Quantas queixas de listas ideológicas e partidárias que tentam tomar conta dos órgãos sociais ou nos deparamos com algumas Misericórdias sem vida mas consumindo o seu património! Felizmente a maioria cumpre e desempenha um grande papel social. Mas quando os membros não se entendem, se fecham as admissões de irmãos, se fazem assembleias sem participação de irmãos e se tomam decisões ruinosas, quem tem a tutela para intervir? Quem as defende da ambição do poder político, como tem acontecido ao longo dos séculos? Quem aprova as actualizações e alterações do compromisso e dos Estatutos?

É a resposta a estas questões que o actual decreto veio ajudar, para que as Misericórdias continuem a ser grandes associações de pessoas de bem, cujo único objectivo é o bem fazer, para isso orientando toda a sabedoria, generosidade e recursos, neste tempo de crise mais necessário que nunca. Sem legislação segura, sem protecção legal por acordos internacionais, como é a Concordata entre Portugal e a Santa Sé, as Misericórdias não resistirão às ambições humanas e do poder. Por outro lado, conhecemos a morosidade da justiça portuguesa, o que pode ser altamente prejudicial para a acção social das Misericórdias. Já muitos tribunais civis remeteram questões das Misericórdias para o tribunal eclesiástico e a Santa Sé veio corroborar e confirmar as suas decisões. Mas não podemos continuar com dúvidas a este respeito.
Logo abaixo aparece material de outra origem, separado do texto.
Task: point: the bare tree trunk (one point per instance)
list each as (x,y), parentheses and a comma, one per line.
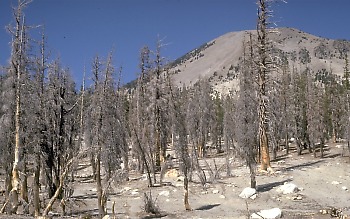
(186,202)
(100,198)
(36,184)
(263,70)
(59,189)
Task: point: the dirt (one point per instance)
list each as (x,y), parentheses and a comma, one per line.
(323,185)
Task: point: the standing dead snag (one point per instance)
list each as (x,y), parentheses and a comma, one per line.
(16,69)
(262,78)
(181,146)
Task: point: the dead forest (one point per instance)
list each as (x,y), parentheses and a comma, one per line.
(48,124)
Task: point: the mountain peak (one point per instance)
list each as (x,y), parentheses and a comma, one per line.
(218,60)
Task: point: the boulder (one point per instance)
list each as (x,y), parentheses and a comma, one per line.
(164,193)
(247,192)
(173,173)
(267,214)
(287,188)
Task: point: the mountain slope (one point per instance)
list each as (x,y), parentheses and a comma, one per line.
(218,60)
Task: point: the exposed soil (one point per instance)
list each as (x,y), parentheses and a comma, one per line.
(323,184)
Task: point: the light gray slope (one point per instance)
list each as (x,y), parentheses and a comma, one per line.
(218,60)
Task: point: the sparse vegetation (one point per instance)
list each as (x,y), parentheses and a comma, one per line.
(68,152)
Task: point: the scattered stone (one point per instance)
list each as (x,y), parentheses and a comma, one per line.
(247,192)
(173,173)
(125,189)
(335,183)
(215,191)
(297,198)
(164,193)
(135,192)
(287,188)
(268,214)
(181,178)
(253,197)
(179,184)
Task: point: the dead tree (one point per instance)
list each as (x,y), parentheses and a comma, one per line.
(263,71)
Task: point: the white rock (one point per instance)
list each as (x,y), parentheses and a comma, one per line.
(253,197)
(247,192)
(267,214)
(135,192)
(215,191)
(164,193)
(125,189)
(180,178)
(287,188)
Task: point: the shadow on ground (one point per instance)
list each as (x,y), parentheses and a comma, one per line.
(207,207)
(267,187)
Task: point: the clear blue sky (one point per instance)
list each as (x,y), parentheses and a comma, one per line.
(77,30)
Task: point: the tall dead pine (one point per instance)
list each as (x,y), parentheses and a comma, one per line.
(262,78)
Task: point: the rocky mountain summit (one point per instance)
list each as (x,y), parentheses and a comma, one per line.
(219,60)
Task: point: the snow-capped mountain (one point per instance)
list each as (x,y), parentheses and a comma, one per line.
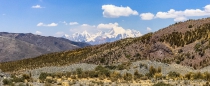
(103,37)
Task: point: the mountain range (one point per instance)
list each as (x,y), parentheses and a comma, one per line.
(185,43)
(103,37)
(17,46)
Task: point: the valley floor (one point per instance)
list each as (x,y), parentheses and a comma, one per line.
(143,67)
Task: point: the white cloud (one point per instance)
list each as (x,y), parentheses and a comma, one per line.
(112,11)
(85,25)
(181,18)
(40,24)
(179,15)
(149,29)
(37,6)
(38,33)
(64,22)
(107,26)
(170,14)
(73,23)
(52,24)
(47,25)
(207,8)
(59,34)
(147,16)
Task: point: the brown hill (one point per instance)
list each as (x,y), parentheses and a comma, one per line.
(17,46)
(186,43)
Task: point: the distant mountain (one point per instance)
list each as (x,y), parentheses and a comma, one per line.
(17,46)
(185,43)
(103,37)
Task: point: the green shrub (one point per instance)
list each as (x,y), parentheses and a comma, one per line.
(161,84)
(7,81)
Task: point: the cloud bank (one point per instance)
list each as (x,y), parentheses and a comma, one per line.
(112,11)
(177,15)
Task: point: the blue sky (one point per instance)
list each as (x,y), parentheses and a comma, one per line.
(59,17)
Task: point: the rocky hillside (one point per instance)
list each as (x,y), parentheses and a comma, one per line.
(185,43)
(17,46)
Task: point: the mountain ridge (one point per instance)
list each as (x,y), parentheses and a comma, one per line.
(189,48)
(17,46)
(103,37)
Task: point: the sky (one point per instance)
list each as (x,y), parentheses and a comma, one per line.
(59,17)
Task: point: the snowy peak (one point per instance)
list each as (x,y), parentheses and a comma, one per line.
(116,33)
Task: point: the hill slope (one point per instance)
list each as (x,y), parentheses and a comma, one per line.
(16,46)
(186,43)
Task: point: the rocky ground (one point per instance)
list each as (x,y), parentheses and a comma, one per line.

A Igreja não quer os bens ou o património das Misericórdias, como nunca o fez, antes pelo contrário, em alguns lados disponibiliza gratuitamente as instalações, para que as Misericórdias e outras instituições humanitárias e sociais possam continuar a desempenhar a sua missão. Quem tem cobiçado os seus bens e os da Igreja têm sido outras forças do poder civil, como o comprovam as nacionalizações dos bens da Igreja ao longo dos séculos. O Estado, por vezes, tem ambições totalitárias, em vez de defender a subsidiariedade e apoiar a sociedade civil, que serve melhor os interesses das pessoas e do país, sem onerar em demasia o erário público. O centralismo do Estado e a funcionalização dos serviços sociais não traz vantagens para os cidadãos. Mas este é outro discurso, que fica para outra altura.

Conclusão: as Misericórdias são parte importante do nosso tecido social e cristão. Todos, Estado, Igreja e cidadãos, temos de lhes estar gratos e apoiar os homens bons e competentes que aceitam desempenhar os ofícios para que são escolhidos pelos irmãos. Tente-se o entendimento, regulamentar as relações entre a hierarquia da Igreja e as Misericórdias, de acordo com o direito e a grandeza destas instituições, que precisam de autonomia para cumprir as suas finalidades, sem caírem num secularismo fechado à comunhão com a Igreja, em cujo seio nasceram. Apoiemos as pessoas de bem com capacidade para dirigir estas instituições, incentivemos o espírito associativo e fraterno, e todos ganharemos com a transparência e o cumprimento do compromisso cristão das Misericórdias.